HPCPOWER2 User guide – Research Computing, HKU ITS

General

System overview
Logging into the system
Editing the program
Configuring your account
Transferring data file
Program Compilation and Testing

Resource Management System

Torque Resource Manager
PBS Job Command file
Submitting a Job
Manipulating a Job

General

System overview

HPCPOWER2 system consist of 24 nodes. Each node contains two 64-bit Intel quad-core Xeon processors of 3GHz and 8GB of RAM. Each processor consists of 12MB of cache.

The hpcpower2 uses the Scientific Linux 5.2 as its operating system. Reading of this user guide and using of the system assumes familiarity with the Linux/Unix software environment. In order to get an understanding of the Linux/UNIX, please study the UNIX user’s guide in ITS web page.

The hpcpower2 uses the Torque Resource Manager software to distribute the computational workload across the processors. Torque, similar to OpenPBS, is a batch job scheduling application that provides the facility for building, submitting and processing batch jobs on the system.

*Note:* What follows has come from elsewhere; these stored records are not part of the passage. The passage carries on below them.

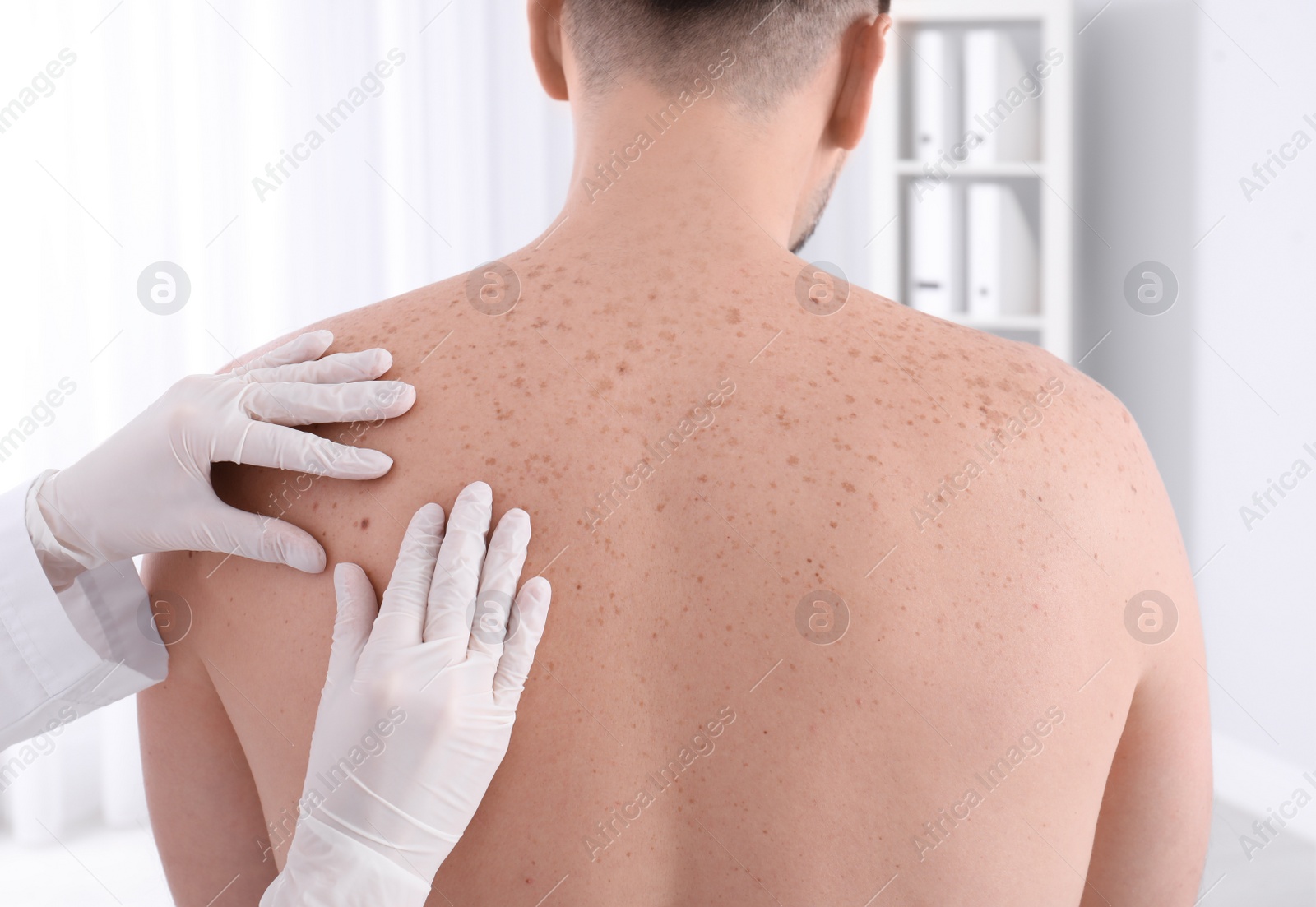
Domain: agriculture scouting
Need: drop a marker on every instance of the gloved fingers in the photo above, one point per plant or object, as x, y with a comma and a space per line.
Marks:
452, 596
309, 345
528, 618
401, 618
352, 626
337, 369
498, 583
280, 447
316, 405
230, 530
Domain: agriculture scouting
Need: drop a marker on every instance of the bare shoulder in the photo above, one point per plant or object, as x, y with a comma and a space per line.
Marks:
1063, 440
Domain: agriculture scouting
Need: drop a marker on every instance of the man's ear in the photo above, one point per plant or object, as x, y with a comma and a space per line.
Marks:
546, 45
865, 48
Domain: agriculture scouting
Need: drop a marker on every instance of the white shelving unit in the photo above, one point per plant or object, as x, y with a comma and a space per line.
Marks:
1044, 186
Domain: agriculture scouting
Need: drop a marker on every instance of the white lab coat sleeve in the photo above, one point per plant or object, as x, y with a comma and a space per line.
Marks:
66, 655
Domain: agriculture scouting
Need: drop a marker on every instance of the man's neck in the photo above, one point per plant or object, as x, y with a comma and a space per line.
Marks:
649, 170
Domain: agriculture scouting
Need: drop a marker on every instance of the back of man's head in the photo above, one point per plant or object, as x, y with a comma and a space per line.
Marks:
776, 44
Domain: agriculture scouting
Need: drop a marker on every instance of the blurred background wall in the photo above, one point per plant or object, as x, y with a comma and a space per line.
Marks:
146, 148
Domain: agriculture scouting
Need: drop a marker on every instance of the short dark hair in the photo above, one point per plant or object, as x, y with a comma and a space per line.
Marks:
776, 44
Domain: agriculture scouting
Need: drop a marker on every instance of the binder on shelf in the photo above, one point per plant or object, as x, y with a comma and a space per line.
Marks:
997, 107
929, 94
931, 248
1002, 253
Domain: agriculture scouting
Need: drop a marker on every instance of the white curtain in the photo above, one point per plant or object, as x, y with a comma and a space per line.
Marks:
145, 148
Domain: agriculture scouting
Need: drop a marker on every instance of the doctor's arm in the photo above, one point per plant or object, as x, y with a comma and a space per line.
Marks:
76, 630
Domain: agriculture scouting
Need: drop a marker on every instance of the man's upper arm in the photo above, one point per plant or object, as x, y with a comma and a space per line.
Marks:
204, 810
1152, 834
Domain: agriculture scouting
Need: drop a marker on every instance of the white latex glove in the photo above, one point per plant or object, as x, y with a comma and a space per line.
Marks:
416, 710
148, 488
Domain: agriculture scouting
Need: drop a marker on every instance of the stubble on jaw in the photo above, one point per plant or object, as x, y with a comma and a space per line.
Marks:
818, 204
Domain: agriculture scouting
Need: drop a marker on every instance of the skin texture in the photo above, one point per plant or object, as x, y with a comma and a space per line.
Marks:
806, 773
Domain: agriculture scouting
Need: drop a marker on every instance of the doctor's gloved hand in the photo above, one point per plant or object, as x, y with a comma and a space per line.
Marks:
148, 488
418, 709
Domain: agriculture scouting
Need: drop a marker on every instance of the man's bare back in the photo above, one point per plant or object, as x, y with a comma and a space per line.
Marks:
721, 482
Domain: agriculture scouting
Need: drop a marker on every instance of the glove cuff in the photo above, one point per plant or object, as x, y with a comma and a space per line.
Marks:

Jobs are submitted to the system by creating a PBS job command file that specifies certain attributes of the job, such as how long the job is expected to run and, in the case of parallel programs, how many processors are needed, and so forth. PBS then schedules when the job is to start running on the cluster (based in part on those attributes), runs and monitors the job at the scheduled time, and returns any output to the user once the job completes.

Logging into the system

Logins to the hpcpower2.hku.hk system can be done through the HKU campus network by SSH. SSH is not bundled by MS Windows that you may require to download SSH client like PuTTY. Please visit SSH and Secure File Transfer for more details.

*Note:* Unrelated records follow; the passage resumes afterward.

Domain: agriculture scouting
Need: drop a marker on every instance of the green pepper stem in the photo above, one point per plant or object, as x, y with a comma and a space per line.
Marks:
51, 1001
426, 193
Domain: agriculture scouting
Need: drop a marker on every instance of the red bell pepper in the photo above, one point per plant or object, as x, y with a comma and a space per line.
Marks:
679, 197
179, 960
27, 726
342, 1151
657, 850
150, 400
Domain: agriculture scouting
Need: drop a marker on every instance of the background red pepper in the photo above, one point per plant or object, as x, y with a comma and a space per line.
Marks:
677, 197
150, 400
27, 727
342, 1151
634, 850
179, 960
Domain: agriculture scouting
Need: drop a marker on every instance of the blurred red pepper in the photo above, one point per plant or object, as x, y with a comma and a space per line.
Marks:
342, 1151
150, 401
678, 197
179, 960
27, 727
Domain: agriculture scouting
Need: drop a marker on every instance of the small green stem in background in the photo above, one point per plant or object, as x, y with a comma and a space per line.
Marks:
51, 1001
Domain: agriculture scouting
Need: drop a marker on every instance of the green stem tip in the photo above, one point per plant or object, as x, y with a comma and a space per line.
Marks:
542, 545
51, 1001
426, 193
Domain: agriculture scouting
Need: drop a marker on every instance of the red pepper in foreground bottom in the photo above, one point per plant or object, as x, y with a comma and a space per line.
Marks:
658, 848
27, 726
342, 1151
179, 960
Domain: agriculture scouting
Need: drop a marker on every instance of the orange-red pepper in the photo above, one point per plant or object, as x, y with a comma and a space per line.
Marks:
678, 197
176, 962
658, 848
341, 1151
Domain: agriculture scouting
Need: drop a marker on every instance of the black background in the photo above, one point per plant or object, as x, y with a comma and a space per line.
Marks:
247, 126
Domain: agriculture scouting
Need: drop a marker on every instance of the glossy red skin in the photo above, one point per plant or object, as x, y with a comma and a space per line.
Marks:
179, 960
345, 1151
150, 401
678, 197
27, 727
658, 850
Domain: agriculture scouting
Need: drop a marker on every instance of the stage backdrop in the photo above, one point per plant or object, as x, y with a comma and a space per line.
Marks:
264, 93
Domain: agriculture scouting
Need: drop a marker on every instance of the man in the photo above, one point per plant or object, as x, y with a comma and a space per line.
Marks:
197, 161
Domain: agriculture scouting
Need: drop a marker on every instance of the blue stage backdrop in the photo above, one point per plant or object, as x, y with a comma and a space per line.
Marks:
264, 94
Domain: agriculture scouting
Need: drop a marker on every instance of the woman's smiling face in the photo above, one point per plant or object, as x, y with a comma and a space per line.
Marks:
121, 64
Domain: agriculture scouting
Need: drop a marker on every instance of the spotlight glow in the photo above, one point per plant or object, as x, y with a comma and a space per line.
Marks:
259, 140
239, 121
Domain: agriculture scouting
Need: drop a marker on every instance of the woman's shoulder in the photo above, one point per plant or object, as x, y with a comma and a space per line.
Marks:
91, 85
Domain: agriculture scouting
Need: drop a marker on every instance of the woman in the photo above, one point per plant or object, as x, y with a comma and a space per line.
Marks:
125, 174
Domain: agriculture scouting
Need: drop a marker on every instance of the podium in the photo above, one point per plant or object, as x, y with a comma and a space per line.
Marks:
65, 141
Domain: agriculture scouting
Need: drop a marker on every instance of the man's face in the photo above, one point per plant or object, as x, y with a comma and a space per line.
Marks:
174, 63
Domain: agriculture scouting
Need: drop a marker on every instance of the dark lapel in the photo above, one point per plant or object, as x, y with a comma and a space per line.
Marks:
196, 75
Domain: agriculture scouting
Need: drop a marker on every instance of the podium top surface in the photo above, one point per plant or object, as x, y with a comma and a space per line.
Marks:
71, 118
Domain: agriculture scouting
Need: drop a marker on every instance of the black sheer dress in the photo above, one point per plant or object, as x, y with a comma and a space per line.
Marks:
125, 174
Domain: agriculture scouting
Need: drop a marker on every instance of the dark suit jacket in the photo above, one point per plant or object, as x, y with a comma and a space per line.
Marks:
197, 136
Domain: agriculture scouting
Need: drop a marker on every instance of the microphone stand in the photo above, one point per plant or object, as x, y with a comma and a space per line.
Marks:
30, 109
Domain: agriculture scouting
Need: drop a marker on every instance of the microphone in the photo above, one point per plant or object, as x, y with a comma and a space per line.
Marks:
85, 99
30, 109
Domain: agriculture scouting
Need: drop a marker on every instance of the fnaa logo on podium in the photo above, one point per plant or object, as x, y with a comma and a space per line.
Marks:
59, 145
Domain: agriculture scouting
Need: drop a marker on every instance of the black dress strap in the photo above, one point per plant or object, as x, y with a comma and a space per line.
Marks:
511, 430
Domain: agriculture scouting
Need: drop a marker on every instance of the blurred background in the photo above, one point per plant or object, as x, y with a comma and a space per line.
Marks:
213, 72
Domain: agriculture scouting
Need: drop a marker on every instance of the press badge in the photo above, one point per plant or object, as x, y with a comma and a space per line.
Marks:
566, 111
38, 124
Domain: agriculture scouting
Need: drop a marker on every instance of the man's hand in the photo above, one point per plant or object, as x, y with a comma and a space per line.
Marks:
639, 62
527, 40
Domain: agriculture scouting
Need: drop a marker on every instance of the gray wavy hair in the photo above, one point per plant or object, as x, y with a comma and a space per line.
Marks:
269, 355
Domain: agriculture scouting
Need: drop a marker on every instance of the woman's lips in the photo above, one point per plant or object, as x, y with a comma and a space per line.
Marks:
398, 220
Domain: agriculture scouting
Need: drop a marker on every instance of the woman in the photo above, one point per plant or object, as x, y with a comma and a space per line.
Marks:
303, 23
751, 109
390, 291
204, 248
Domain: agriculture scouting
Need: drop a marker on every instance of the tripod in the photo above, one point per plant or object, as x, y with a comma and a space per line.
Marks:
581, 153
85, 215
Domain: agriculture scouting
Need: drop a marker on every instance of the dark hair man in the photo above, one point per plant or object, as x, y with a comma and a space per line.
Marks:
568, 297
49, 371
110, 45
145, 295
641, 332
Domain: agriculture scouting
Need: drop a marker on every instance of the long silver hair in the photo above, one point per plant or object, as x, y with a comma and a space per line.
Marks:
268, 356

After you login, the places you on the master node, which acts as the control console for any interactive work such as source code editing, compilation, program testing and submitting jobs through Torque Resource Manager. When you log on to the master node you should be in your home directory (either /home1/$LOGNAME or /home2/$LOGNAME) which is also accessible by batch nodes.

Editing the program

You can use the command vi, emacs or pico to edit programs. Please refer to the UNIX user’s guide for detail.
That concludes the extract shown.